There wouldn’t really be any way to detect a planet just floating free in interstellar space. The only way to detect a planet (AFAIK) is to observe it’s effect on the star it orbits.
Are you sure about searching for planets outside our galaxy? I’m not sure we can even discern individual stars in most galaxies, much less planets.
Asteroids are orbiting the sun, just like planets. Sometimes they cross the orbit of another planet and change their own orbit, or impact a planet, but most have been orbiting the Sun since the Beginning.
I really don’t know that much about astronomy, but I thought I’d look around, so I found This list of known planets outside our solar system, all of which orbit other stars.
However, on the same site, I found this:
Which seems to indicate that planets may depart solar systems and go off to roam on their own.
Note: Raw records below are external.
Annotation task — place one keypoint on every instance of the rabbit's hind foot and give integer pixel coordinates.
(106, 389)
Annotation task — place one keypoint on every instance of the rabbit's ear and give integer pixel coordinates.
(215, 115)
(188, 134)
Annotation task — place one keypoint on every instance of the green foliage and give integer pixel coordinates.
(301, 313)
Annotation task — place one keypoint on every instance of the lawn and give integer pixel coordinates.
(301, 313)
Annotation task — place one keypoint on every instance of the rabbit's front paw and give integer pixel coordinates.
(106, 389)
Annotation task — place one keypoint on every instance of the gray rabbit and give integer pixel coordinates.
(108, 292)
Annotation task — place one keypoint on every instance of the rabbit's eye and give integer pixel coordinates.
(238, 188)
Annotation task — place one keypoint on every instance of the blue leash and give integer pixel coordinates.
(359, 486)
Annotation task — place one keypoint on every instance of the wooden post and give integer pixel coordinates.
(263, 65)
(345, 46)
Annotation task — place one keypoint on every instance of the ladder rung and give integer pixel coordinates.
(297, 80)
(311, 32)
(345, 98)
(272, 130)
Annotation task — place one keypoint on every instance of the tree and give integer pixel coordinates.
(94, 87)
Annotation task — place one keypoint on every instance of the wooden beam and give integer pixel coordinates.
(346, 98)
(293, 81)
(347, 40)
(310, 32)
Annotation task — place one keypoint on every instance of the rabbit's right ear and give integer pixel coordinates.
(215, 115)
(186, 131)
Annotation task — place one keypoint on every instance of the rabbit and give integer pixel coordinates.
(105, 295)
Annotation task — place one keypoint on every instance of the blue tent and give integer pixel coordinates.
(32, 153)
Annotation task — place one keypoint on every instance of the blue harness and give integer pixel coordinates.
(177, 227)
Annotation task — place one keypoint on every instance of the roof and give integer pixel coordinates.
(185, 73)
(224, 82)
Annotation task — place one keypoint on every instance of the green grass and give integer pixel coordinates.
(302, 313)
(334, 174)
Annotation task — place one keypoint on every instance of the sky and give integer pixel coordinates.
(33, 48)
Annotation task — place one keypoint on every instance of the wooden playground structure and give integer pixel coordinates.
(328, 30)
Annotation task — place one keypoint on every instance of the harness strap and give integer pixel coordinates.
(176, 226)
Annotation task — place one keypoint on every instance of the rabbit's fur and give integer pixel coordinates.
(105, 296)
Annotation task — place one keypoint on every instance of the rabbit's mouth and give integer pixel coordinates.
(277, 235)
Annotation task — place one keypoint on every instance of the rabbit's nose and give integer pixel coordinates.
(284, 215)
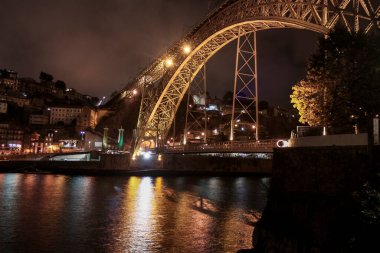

Like Arjuna, I have no idea how one would go about detecting such a planet.
[nitpick] And in the quote I posted above… aren’t orbits supposed to be ellipses, not circles? [/nitpick]
The OP is basically looking for something called “brown dwarfs.” Those are bodies with enough mass to have drawn everything together in the first place, but not enough mass to ever get the fusion reactions started that make a star a star. According to some theories, they’re quite numerous, but pretty darned difficult to detect. Just do a google search on “brown dwarf” and you’ll probably get plenty of hits.
Orbits are elliptical. What they meant to say is that the orbits of Jupiter and Earth are relatively circular, not very eccentric. There are models of solar system formation where some Earth-like planets form in some systems and then eventually get thrown out of orbit by close encounters with Jupiter-like planets that are in chaotic, eccentric orbits. If these models are right, there may be a lot of Earth-like planets (Earth-like in the sense of size, density, etc., but not climate) floating around free in space. Detecting them would be difficult, since the only planets we’ve detected in other systems have been much larger than Earth and we detected them through their influence on the stars they orbit.
Not quite. Brown dwarfs would have to be larger than any planet in our solar system. They are not quite large enough to start the fusion reactions, but nearly so. Jupiter is our largest planet and it fails to be a brown dwarf.
Hey, I said “basically,” barbitu8! And in the sense of “large accretions of matter that aren’t stars and do not orbit another body,” I think that’s basically correct. Now if we’re talking about solid, Earth-like objects in interstellar space, we’re pretty much left with planets that have been chucked out there by passing Jupiters, stars, science fiction plot devices, etc.
minty green
3 hours away from a minor in astronomy instead of poli sci
BTW, as others said, astronomers look for other planets within this galaxy only…modern telescopes are not powerful enough to see planets in other galaxies. (Remember not to confuse the terms “galaxy” and “solar system”.)